Profumo di ricordi

Credo sia capitato a tutti e ben più di una volta di ascoltare una musica e sentirsi improvvisamente catapultati indietro nel tempo, ad un ricordo sopito di un’epoca della propria esistenza particolarmente significativo, nel bene o nel male.
A me succede spesso con la musica dei Duran Duran, la colonna sonora della mia vita; ma tanto anche con alcuni brani della dance anni 90, a parer mio e forse perché quell’epoca per me è stata la più scatenata, la più bella dance in assoluto: alcune note in particolare mi pungolano inclementi il cuore, riportandomi a momenti miliari tra i miei 20 e 30 anni.
Momenti significativi e ahimè non sempre felici; forse proprio per questo, quelle note mi travolgono ancora, con un’ondata di emozioni che ora riassaporo con il giusto distacco e una punta enorme di malinconia.

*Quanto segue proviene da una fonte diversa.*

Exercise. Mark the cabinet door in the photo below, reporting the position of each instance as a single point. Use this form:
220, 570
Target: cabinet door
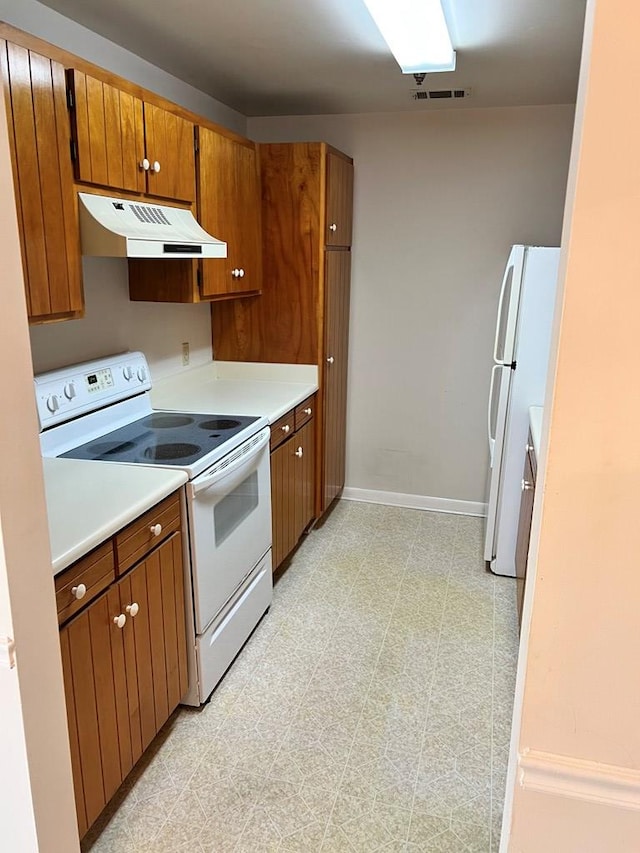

A proposito, io detesto la malinconia.
Mi accompagna da sempre, fin da piccina. Soprattutto le sere d’estate, soprattutto prima del tramonto; quella necessità impellente di piangere,  senza un motivo.
Una tristezza che non ha un perché e se lo ha è talmente atavico che proprio non è spiegabile.
La malinconia è struggente e io di struggermi mi sono stancata. Per cui, quando arriva cerco di cacciarla subito.
Spengo la musica tiranna e cerco di pensare ad altro.

Ci sono però suoni che ancora oggi mi piace immensamente riascoltare, che mi rendono nostalgica, non malinconica.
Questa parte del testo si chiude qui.